Have anybody uses a snowbear plow on a Geo Tracker before or do anyone have any pics with the plow on. I have a 1994 2door 4wd Tracker I want to mount a small plow on it for doing my small driveway home and at my cabin. Not going to use it for commercial use. My snowblower crapped out on me so I am looking tp spend somewhere between $1000-$1500 any help would be appreicated. I live in newfoundland and snowplows here are outrageous in price.canadiantire sells a snowbear brand Thanks Craig tymusic


----------



## PhantomRacer (Dec 27, 2004)

Is there a mount for it? If so - go for it!


----------



## RipT (Dec 6, 2004)

I've seen a SnowBear on a GeoTracker and it seemed to work fine. Not sure if they have a "bolt-on" mount for that model, but they also have a universal mount kit that any welder should be able to figure how to mount right up.

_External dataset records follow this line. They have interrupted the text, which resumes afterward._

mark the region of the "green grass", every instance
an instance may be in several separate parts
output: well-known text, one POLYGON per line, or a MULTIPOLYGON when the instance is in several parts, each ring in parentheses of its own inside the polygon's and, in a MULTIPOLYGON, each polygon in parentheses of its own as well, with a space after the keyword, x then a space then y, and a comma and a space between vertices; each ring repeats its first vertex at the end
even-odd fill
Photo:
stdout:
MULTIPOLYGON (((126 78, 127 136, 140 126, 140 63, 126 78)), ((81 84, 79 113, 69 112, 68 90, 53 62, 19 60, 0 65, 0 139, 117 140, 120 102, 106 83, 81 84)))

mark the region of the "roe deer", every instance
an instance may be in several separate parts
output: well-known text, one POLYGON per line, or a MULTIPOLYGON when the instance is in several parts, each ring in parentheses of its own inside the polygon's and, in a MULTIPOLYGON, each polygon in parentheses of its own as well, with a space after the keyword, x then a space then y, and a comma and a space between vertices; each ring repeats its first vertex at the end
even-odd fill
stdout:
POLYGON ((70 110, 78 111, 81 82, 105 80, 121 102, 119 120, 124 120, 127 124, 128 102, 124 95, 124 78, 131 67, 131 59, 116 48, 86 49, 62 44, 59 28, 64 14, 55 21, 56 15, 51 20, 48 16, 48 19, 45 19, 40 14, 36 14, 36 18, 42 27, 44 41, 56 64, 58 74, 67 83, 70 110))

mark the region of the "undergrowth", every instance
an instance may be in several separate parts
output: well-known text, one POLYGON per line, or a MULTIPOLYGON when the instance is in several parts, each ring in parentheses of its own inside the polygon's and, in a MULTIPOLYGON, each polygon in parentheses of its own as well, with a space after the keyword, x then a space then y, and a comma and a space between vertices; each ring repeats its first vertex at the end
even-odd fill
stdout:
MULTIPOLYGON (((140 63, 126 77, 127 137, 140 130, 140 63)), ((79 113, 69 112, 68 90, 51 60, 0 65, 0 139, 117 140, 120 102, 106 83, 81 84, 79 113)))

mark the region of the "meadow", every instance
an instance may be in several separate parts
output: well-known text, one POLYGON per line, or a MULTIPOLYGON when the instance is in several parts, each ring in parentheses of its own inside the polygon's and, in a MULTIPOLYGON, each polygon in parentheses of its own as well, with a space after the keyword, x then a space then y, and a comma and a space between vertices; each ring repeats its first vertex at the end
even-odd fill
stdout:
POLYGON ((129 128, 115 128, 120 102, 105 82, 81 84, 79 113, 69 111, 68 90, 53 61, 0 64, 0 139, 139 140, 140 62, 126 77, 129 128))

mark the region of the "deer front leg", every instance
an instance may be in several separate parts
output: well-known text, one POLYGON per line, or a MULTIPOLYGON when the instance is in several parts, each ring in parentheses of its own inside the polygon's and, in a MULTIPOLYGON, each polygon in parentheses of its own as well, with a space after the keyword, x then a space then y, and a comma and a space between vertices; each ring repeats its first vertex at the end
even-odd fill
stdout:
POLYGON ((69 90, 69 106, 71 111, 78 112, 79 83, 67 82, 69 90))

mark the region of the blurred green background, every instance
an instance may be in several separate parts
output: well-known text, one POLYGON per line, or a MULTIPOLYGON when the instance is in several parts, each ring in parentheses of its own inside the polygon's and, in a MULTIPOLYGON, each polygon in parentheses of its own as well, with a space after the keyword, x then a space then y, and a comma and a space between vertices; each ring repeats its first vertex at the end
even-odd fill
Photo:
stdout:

One thing to keep in mind, it is one thing to plow with and every storm and quite another to try to clear a drive or road that has had multiple snows pile up and settle & harden. A blower can usually still chew its way through such packed snow.

Good Luck


----------



## Bayboy (Feb 2, 2008)

Yes I called them yesterday they do have a one for a geo tracker. Will I need chains on my tires? Do you have any pics with a snowbear on a geo tracker?


----------



## My bowtie (Jan 15, 2008)

Have seen many trackers w/small poly plows on them. Dont wait till the storm is over to plow is getting more then 6" or so. Good luck


----------



## RipT (Dec 6, 2004)

Glad to hear they have a bolt-on mount for a Geo.....from what I hear you may still have to "tweak" some of their mounts a bit to fit perfectly though. No big deal.

Whether you "need" to use chains all depends, but I would certainly have at least one set of V-bar chains "just-in-case". I would also plan on several hundred pounds of ballast (sand bags work well) in the rear mainly for traction. Real snow tires (not just all-season) can make a big difference too. I chain-up regularly, but many folks never chain up. If after 5 years they are still in the bag, they were still good cheap insurance and add to your ballast. Use low-range most of the time, at least in heavier snow.

Good Luck


----------



## MileHigh (Nov 6, 2007)

My bowtie;515337 said:


> Have seen many trackers w/small poly plows on them. Dont wait till the storm is over to plow is getting more then 6" or so. Good luck


yeah...especially if your paid per push.lol


----------



## Bayboy (Feb 2, 2008)

Okey thanks guys for you help!


----------



## CowboyPenner (Feb 16, 2008)

I was going to do the same thing but I got rid of my '95 Tracker before I got the chance to put one on it.


----------